Environnement économique

    Après la seconde Guerre Mondiale, la dentelle à la main était considérée comme un loisir. Le savoir-faire disparaissait peu à peu. Prenant conscience de la perte de ce patrimoine, Mick Fouriscot décida, en 1974, de créer une association pour l’enseignement et la promotion de la dentelle au fuseau. Dans cette dynamique, le président de la République encouragea la création des Ateliers nationaux du Puy et du Point d’Alençon. 
    Aujourd’hui, les arts de la dentelle à la main connaissent un développement certain. On recense, en France, plus de 450 clubs dentelliers. La plupart des personnes qui se forment aux arts dentelliers pratiquent la dentelle en activité de loisir, certaines en font leur activité professionnelle. Les titulaires du CAP peuvent exercer en tant que fonctionnaires dans les ateliers nationaux (lorsqu’une place se libère) où elles réalisent des dentelles destinées à enrichir les collections du Mobilier National. Elles peuvent aussi être enseignantes dans des associations, artisans d’art ou artistes libres. Les débouchés sont très restreints (haute couture, arts plastiques…) pour les dentelles à la main car leur réalisation requiert de nombreuses heures de travail et elles atteignent par conséquent des prix de vente très élevés.
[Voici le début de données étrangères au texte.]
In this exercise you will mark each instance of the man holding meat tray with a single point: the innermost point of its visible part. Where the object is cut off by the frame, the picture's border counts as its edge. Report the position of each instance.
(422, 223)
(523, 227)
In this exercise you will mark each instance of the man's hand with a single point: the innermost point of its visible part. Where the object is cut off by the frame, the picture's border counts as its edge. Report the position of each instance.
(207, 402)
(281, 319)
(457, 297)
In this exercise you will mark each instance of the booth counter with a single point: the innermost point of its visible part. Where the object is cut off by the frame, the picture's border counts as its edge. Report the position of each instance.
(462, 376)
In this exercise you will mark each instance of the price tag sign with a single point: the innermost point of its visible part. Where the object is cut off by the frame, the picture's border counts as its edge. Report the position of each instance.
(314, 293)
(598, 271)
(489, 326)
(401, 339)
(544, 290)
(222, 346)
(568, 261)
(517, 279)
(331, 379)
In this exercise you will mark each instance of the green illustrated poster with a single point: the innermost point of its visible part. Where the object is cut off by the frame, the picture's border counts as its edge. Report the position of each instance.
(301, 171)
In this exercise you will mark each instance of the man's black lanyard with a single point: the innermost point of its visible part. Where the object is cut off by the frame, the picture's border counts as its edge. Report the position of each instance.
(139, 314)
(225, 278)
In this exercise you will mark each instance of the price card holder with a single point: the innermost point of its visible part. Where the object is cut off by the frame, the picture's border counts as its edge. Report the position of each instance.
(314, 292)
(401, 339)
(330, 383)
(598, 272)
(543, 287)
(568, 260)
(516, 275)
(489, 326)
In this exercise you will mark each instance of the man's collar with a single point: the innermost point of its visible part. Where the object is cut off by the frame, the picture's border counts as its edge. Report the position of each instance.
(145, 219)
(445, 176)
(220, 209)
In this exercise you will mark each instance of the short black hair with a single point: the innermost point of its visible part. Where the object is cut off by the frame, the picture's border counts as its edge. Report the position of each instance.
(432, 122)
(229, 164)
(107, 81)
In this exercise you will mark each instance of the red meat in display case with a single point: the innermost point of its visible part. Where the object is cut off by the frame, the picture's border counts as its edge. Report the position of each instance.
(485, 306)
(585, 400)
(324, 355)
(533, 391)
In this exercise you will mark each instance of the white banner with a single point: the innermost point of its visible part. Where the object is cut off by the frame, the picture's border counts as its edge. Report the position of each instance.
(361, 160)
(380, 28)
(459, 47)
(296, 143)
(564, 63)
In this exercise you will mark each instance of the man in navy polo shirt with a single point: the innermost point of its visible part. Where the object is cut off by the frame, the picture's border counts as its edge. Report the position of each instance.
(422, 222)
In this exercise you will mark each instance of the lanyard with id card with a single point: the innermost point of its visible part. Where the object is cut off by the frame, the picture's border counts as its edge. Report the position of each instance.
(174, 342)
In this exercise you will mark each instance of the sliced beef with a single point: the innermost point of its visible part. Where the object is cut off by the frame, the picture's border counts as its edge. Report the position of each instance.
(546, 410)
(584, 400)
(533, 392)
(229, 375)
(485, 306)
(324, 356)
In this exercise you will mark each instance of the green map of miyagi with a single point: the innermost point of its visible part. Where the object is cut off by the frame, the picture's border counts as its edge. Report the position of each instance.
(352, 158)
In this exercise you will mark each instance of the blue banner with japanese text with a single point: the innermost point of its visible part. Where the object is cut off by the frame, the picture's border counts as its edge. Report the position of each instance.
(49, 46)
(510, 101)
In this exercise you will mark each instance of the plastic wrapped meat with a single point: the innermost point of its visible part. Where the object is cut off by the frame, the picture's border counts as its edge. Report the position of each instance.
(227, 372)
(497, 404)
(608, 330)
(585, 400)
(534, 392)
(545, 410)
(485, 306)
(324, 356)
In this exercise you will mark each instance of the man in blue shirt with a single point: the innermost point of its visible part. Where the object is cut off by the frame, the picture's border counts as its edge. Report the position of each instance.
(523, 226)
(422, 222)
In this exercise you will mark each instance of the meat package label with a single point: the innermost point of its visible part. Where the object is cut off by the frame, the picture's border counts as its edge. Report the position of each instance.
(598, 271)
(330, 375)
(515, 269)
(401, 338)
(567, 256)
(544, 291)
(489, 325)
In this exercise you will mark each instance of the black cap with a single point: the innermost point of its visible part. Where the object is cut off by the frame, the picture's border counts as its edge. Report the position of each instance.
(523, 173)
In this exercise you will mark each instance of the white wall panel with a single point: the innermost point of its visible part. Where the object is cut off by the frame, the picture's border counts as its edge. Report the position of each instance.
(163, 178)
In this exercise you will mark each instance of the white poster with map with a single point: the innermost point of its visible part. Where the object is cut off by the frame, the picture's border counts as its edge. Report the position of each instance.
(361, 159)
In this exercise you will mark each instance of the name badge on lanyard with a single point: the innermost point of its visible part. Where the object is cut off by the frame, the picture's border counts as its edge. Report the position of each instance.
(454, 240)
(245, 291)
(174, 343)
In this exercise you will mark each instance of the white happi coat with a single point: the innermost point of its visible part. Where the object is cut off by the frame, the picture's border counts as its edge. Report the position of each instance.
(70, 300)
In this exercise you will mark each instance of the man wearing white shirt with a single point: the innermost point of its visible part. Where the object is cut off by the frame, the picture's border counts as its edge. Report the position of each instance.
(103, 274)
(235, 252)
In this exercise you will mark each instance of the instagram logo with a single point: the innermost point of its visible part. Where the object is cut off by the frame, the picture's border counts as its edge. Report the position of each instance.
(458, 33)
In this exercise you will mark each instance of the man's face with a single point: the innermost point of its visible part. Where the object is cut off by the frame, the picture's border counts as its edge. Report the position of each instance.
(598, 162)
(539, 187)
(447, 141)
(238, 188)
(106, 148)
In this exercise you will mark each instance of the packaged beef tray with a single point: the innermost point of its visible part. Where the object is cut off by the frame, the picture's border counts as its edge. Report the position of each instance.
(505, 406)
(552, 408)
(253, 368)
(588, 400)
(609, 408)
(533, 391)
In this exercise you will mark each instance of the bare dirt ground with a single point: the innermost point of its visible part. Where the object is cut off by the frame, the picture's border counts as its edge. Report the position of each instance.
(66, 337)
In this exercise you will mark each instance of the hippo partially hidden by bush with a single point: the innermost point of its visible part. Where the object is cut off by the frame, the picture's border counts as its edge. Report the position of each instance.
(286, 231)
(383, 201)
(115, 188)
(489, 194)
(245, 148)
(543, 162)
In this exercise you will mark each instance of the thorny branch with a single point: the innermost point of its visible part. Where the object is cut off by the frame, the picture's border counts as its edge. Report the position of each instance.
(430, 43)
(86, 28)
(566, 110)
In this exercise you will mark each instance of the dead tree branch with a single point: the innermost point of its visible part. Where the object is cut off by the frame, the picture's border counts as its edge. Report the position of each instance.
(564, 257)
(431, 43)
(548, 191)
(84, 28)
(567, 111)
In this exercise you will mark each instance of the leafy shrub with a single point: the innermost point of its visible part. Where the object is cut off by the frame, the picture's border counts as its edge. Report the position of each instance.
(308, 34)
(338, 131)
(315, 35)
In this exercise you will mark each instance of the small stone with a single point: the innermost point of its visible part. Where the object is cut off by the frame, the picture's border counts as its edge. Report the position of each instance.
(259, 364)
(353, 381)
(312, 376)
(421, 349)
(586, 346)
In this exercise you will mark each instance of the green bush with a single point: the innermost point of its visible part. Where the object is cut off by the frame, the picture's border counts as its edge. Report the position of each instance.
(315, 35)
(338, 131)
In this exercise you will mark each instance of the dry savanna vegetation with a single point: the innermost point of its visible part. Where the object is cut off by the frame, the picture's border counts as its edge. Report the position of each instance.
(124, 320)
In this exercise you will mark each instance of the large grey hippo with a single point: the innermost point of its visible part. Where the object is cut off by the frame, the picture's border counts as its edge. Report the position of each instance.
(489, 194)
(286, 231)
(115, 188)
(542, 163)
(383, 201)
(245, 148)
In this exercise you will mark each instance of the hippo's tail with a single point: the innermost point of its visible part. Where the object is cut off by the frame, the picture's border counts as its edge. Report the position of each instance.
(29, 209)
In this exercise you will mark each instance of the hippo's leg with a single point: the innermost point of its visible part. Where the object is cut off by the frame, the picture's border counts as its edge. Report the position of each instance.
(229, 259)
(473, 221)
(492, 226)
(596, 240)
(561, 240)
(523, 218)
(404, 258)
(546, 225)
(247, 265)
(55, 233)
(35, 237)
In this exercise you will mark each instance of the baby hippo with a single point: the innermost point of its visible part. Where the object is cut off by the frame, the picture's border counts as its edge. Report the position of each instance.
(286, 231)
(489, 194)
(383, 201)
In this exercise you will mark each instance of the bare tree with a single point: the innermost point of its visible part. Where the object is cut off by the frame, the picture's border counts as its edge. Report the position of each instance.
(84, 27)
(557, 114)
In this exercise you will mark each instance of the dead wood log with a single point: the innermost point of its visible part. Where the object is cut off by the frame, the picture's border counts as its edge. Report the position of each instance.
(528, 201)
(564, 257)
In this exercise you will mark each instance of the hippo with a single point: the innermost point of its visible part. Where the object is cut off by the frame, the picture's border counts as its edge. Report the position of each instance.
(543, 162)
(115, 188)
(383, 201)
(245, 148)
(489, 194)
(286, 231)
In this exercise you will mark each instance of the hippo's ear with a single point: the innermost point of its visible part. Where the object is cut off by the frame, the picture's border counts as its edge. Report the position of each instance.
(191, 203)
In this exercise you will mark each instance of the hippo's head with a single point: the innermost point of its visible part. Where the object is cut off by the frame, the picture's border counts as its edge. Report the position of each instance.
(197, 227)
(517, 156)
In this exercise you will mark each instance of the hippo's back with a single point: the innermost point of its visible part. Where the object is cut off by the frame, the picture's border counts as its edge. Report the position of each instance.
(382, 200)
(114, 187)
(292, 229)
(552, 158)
Ainsi, les dentellières se tournent souvent vers des activités d’enseignement ou de création de modèles de dentelles.

Formation

    Formation initiale

    Niveau 3
    - CAP arts de la dentelle option fuseaux, 2 ans.
    Actuellement, aucun lycée professionnel ne dispense l’enseignement du CAP arts de la dentelle. C’est dans le cadre de trois associations que le CAP de la dentelle au fuseau peut se préparer : le Centre d’Enseignement à la dentelle au fuseau du Puy en Velay (le plus ancien et le précurseur), le Conservatoire de la dentelle de Bayeux et l’Hôtel de la dentelle de Brioude.

    Niveau 4
    - BMA arts de la dentelle option fuseaux, 2 ans.

    Formation professionnelle continue

    Certains diplômes peuvent être préparés dans le cadre de la formation professionnelle continue. Les formations non diplômantes, de courte durée ou sous forme de cours à l’année, permettent de suivre une initiation, une formation complète ou un perfectionnement dans les différentes techniques des arts de la dentelle.